The report also provides investors with a list of commitments and actions they should be asking for in their engagement activities, including: for companies to halt, reverse and regenerate natural systems; to commit to net zero loss of biodiversity by 2030 and align with national and global objectives for ecological protection and preservation (such as E.O. Wilson’s vision for 50% of the Earth’s land mass and water to be protected as conservation areas); and, mobilise and direct investment towards biosphere health and climate stability.
In the final section of the report, design principles for 21st century governance that supports these goals are presented. The need to organise actions around landscapes and ecosystems is discussed, as wel as innovating and learning through a ‘double-loop’ system – a system that ‘does things right’ and also ‘does the right things’ – as a means to avoid the pitfalls of collaborative decision-making, and to build urgency into the process so that investors can work at the pace required.
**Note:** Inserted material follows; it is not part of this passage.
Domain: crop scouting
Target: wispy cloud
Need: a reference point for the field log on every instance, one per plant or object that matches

The report concludes with thoughts and recommendations on the Nature Action 100 and how it can improve on the Climate Action 100+ framework, quoting Lin Ostrom’s core design principles as a means through which collaboration is able to achieve productive, equitable and timely action.
KEY INSIGHTS
- New solutions, beyond current environmental, social, and governance (ESG) finance approaches, are needed to address the biodiversity crisis and overcome barriers to change. Deep market reforms will be required, but the urgency of the crisis makes intermediary solutions necessary.
- Investors should focus on adequate levers, embrace the limits of their own interventions, and understand that ultimately their unchecked powers need to be curbed to address a systemic challenge of this magnitude.
- Investors should recognise that win-win narratives - the promise of ‘doing well by doing good’ - or efforts to insulate portfolios from ESG-related risks often carry a cost, which is a failure to contribute to the preservation of the biosphere.
- Investors should devote most of their energy on policy levers, globally and locally, to establish guardrails to stay within planetary boundaries. They should support goals to set aside 30% of nature by 2030, protect key ecosystems and ensure half the earth’s land mass and oceans become protected conservation areas by 2050.
- Engagement with the private sector should focus on business transformation first and foremost. Current approaches focused on disclosure are too slow. Investors should require companies to stop and reverse negative impacts and then regenerate natural systems.
- All data and disclosure should embrace context, moving away from a firm-centered approach (changes in a company’s “nature performance” year on year) to one that sets this performance in an economic, ecological, and social context.
- Whether acting alone or in conjunction with others, investors should adopt 21st century governance principles. They should engage with scientists, stakeholders, and local communities. They should implement free prior and informed consent, co-creation, and gender parity.
- Investors should organise around landscapes and ecosystems as they are doing in the Amazon rainforest.
- Investors should adopt a culture of learning and innovation to make sure that the solutions they deploy are effective, and work at pace and scale in recognition of the urgency of biodiversity loss challenges, giving companies no more than two years to show meaningful course correction.